Greenspan advises caution amid changes

               The banking industry is in a period of rapid technological change, and regulators must keep pace, Federal Reserve Chairman Alan Greenspan said Monday.

        Mr. Greenspan said bankers must be careful in such changing times because they are losing the advantage they have always had in information. His remarks were made at the annual convention of the American Bankers Association in Washington, D.C.

        Competitors, with the aid of high-speed computers, have access to the same information about borrowers and financial market operations that the biggest banks have, Mr. Greenspan said.

        Mr. Greenspan said financial markets will be able to spot banks that are releasing “questionable” information, and he cautioned that such banks would pay a high price in loss of confidence.

        In addition to rapid advances in information brought on by computers, the regulatory framework has changed with passage of last year's sweeping bank overhaul legislation, Mr. Greenspan said. The new law did away with Depression-era barriers that had separated banks, insurance companies and securities firms.

        He said regulators were striving to adjust their supervision to the new law as well as a rapidly changing financial marketplace, which is creating a flood of new investment products.

        Mr. Greenspan, speaking from prepared remarks, said nothing about the overall U.S. economy and what actions the Fed may take on interest rates. The central bank has pushed interest rates up six times since June 1999 to slow economic growth and keep inflation in check.

        Many economists think the Fed is through raising rates for this year.
       

Mortgage servicers enjoy big profits

              

        Last year was more profitable for mortgage servicers than two years ago despite a continuation of industry consolidation.

        The nation's largest firms that handle mortgages serviced more than 14 million loans worth $1.3 trillion last year. The size of those companies' portfolios ranged from more than $300 million to more than $225 billion, according to a new study.

        The results came from the “2000 Cost of Servicing Study” conducted by the Mortgage Bankers Association of America (MBAA).

        The trade group surveyed 37 mortgage banking companies to determine income and costs for servicing one-to-four-unit home loans. The companies made up five groups — based on number of loans serviced — with the number of loans serviced ranging from 5,000 to 2 million.

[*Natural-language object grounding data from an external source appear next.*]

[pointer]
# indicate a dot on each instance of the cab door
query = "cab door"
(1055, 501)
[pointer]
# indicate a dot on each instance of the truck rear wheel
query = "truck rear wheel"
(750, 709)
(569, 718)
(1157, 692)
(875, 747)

        The largest services — those handling 750,000 loans or more — had the most revenue per loan at $425. The other servicing groups collected income ranging from $349 per loan to $401 per loan.

        The higher profits also came as industry consolidation continued and some large banking companies decided to leave the business.

        One example: PNC Financial Services Group Inc., which operates Cincinnati's fourth-largest bank, is seeking a buyer for its mortgage business, saying it's not large enough to compete with rivals such as Chase Manhattan Corp. and Wells Fargo & Co.

        But there's no guarantee that strong profitability will continue. Forces like the Federal Reserve's recent efforts to boost interest rates are expected to decrease home-lending activity this year.

        Doug Duncan, the MBAA's chief economist, said the industry's results occurred in a strong economy but questioned whether those results can be sustained as the economy slows.